Thisted, Kirsten »Imperiets genfærd: Profeterne i Evighedsfjorden og den dansk-grønlandske historieskrivning«. In: Nordlit 35, (2015), 105–121.
Kirsten Thisted shows in her well-structured article that ambivalence is what distinguishes Leine’s Profeterne i Evighedsfjorden from the popular narratives about Danish-Greenlandic history.
The aim and main question of her article is phrased as followed: »Det skal […] i det følgende undersøges, hvordan romanen forholder sig til de gængse narrativer om dansk kolonialisme i Grønland, samt hvordan den bidrager til den aktuelle forhandling af Rigfællesskabet og fortællingen om den dansk-grønlandske historie (105).« Thisted shortly explains Kim Leine’s relation to Greenland and gives a summary of Profeterne i Evighedsfjorden before comparing it with Isbjørnen by Henrik Pontoppidan. Then she turns to the narrations of Danish colonialism. Here she points out that in both narrations – Denmark as the good colonial power and Denmark as the bad colonial power – Denmark is the operating participant and takes centre stage. Contrary to expectations, Leine’s way of narrating Danish colonialism is different. As Thisted shows in her chapter Leine og kilderne (108ff.), Leine is taking in Greenlandic sources as a basis for his work. By doing so he gives Greenlanders a voice too and arranges his narration more ambivalently.
After that Thisted discusses the two narrative modes (revolutionary) romance and tragedy; Romance being the preferred narrative mode in anti-colonialist literature. This narrative mode is based upon a revolutionary hero which incarnates the positive values of the colonised that had been suppressed by the colonists, and promises the reestablishment of an own nation by winning over the colonists. In the narrative mode of tragedy the plot does not follow the will of the hero and often ends in a bigger conflict than the initial one. The hero cannot control the story’s actions because they are controlled by other powers (e. g. natural power, gods or coincidence). Kirsten Thisted then goes on answering her main question by demonstrating that Kim Leine’s work shows characteristics of romance firstly in the book’s dedication »Tilegnet Grønlands Hjemmefjorden« which sets Profeterne i Evighedsfjorden in a political context and secondly in the hope of the main character Morten Falck for a free Greenlandic nation. Nevertheless Profeterne i Evighedsfjorden ends up as tragedy because it lacks a revolutionary hero which brings his mission to an end. Furthermore Leine’s work—as Thisted showed earlier —is based on Greenlandic sources which go back to the colonial time where there was no basis for a nostalgic longing for the past.
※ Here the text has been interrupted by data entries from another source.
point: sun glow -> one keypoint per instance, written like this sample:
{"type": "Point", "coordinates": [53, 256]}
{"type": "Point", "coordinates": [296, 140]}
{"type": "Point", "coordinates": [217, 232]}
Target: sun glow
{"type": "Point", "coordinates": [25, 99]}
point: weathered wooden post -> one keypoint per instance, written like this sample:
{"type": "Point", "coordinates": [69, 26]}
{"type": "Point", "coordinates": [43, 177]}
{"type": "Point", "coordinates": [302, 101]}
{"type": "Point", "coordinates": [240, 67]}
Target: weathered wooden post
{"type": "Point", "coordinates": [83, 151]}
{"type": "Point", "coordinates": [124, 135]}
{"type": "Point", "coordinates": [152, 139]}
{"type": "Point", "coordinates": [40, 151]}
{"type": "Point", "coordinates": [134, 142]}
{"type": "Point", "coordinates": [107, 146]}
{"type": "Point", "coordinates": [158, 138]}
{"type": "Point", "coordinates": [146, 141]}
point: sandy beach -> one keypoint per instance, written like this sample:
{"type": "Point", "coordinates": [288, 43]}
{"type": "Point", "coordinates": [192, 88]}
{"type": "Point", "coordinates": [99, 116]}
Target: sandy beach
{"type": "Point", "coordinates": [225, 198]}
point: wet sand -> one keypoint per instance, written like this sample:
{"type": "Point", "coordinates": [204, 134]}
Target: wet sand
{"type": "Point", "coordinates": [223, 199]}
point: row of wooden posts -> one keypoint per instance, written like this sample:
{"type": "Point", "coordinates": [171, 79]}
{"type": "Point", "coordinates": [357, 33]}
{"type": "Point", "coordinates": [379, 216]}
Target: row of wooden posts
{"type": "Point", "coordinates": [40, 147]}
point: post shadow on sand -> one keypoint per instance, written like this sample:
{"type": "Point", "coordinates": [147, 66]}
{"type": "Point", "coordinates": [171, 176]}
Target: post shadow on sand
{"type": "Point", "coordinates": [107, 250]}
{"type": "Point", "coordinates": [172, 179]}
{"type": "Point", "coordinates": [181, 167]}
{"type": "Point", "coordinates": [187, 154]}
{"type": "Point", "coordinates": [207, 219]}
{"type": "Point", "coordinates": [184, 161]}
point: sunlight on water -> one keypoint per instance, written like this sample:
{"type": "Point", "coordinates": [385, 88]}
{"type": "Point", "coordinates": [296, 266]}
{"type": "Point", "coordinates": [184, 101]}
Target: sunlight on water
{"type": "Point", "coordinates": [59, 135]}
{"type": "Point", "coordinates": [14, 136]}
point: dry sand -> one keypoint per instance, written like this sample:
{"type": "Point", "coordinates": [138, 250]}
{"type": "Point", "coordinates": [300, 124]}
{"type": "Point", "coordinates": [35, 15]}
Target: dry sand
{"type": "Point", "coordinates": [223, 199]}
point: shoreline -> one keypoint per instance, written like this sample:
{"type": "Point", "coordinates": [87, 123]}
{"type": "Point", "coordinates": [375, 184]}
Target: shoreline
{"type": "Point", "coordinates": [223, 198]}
Finally, in the chapter Infødte og blandinger (113ff.) Thisted demonstrates once again the ambivalence in Leine’s work with well-chosen and demonstrative examples. She claims that Leine puts the intimate relatedness of power and countervailing power in the centre of his work, thereby he defies the criticism that he only expands the bad sides of the colonial era between Denmark and Greenland. No wonder that Kirsten Thisted’s points answering her minor questions are based upon the ambivalence Kim Leine uses in his work.